Or alternatively, one can pull the github repository and run the setup.py

或者，可以拉github存儲(chǔ)庫(kù)并運(yùn)行setup.py

git clone https://github.com/alvaromc317/asgl.git
cd asgl
python setup.py

導(dǎo)入庫(kù) (Import libraries)

Once we have the package installed, we can start using it. First lets import the libraries and the BostonHousing dataset that we will use in this example.

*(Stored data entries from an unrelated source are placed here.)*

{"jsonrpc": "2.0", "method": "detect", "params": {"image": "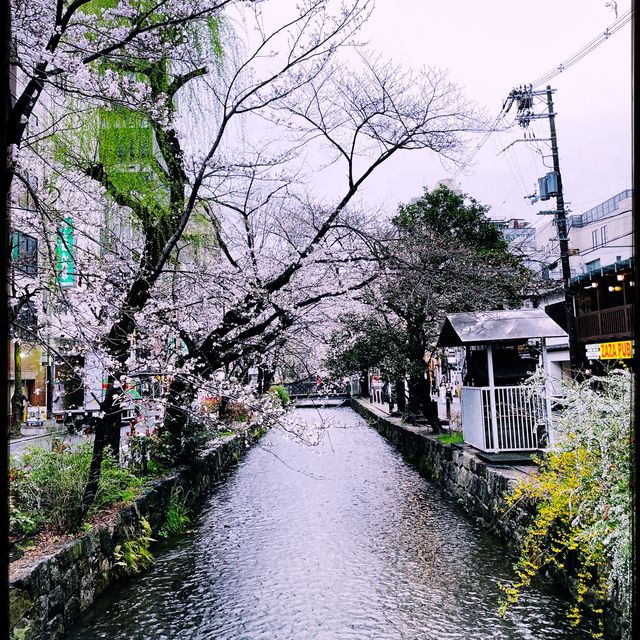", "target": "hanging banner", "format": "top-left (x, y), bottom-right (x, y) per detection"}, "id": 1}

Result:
top-left (55, 216), bottom-right (74, 287)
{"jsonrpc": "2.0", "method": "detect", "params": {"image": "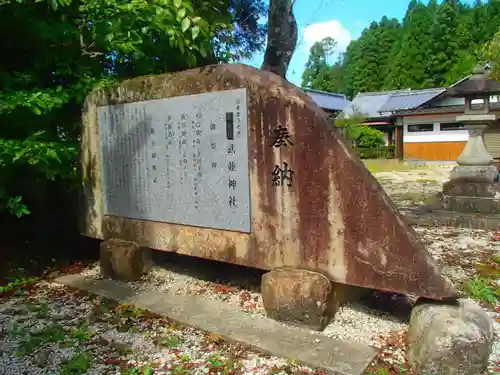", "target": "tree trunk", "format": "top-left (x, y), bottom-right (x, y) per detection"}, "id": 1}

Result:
top-left (261, 0), bottom-right (298, 79)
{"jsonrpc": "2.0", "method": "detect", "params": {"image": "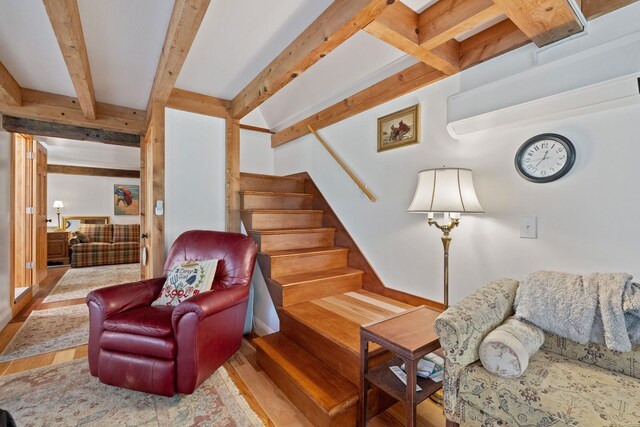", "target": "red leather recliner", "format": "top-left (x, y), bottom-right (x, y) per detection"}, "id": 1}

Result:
top-left (86, 230), bottom-right (257, 396)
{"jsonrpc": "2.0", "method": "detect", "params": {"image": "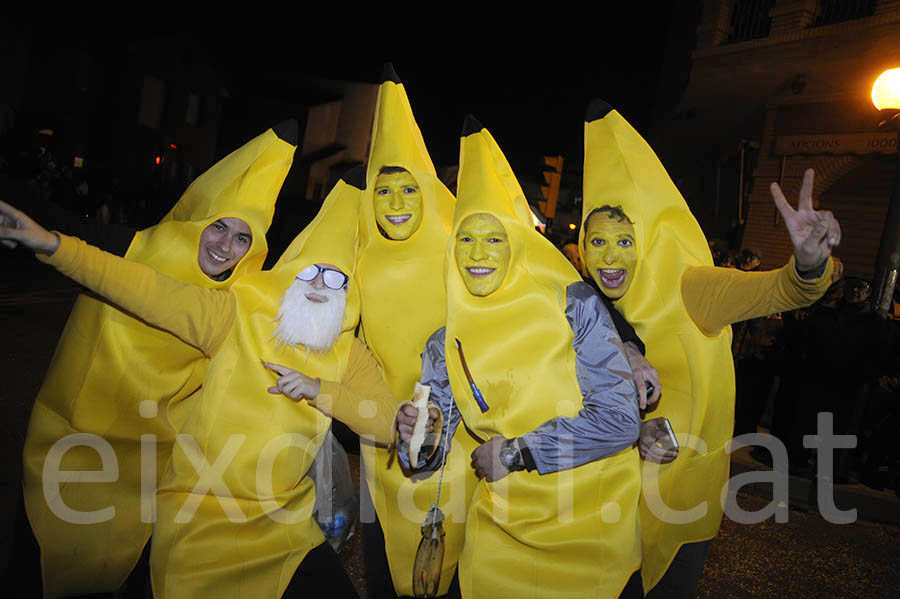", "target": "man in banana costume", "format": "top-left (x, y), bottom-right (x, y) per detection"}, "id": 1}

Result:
top-left (354, 65), bottom-right (478, 598)
top-left (13, 121), bottom-right (296, 597)
top-left (1, 167), bottom-right (399, 598)
top-left (401, 116), bottom-right (644, 598)
top-left (579, 100), bottom-right (839, 598)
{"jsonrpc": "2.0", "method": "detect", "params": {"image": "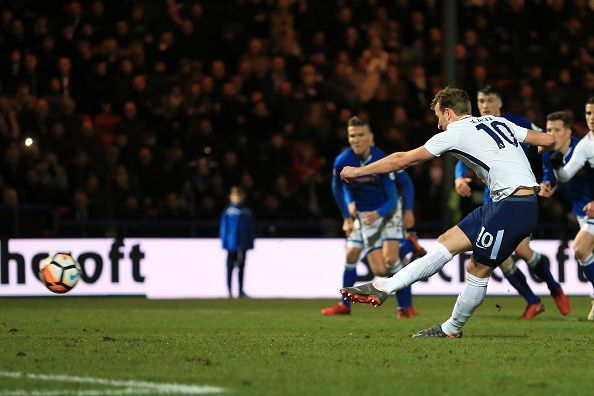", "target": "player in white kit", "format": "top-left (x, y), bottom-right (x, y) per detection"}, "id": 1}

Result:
top-left (550, 98), bottom-right (594, 319)
top-left (339, 87), bottom-right (555, 338)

一旦安裝了軟件包，就可以開(kāi)始使用它了。首先，讓我們導(dǎo)入在本示例中將使用的庫(kù)和BostonHousing數(shù)據(jù)集。

Here, in addition to importing the dataset, we have created a variable called group_index . This variable describes the group structure of the data, so if we have 13 predictors, group_index should be a variable of length 13, and if the first three predictors form a group, they should have the same group_index value. However, BostonHousing dataset does not have a natural grouped structure, so here we define a fake one just for the sake of this article.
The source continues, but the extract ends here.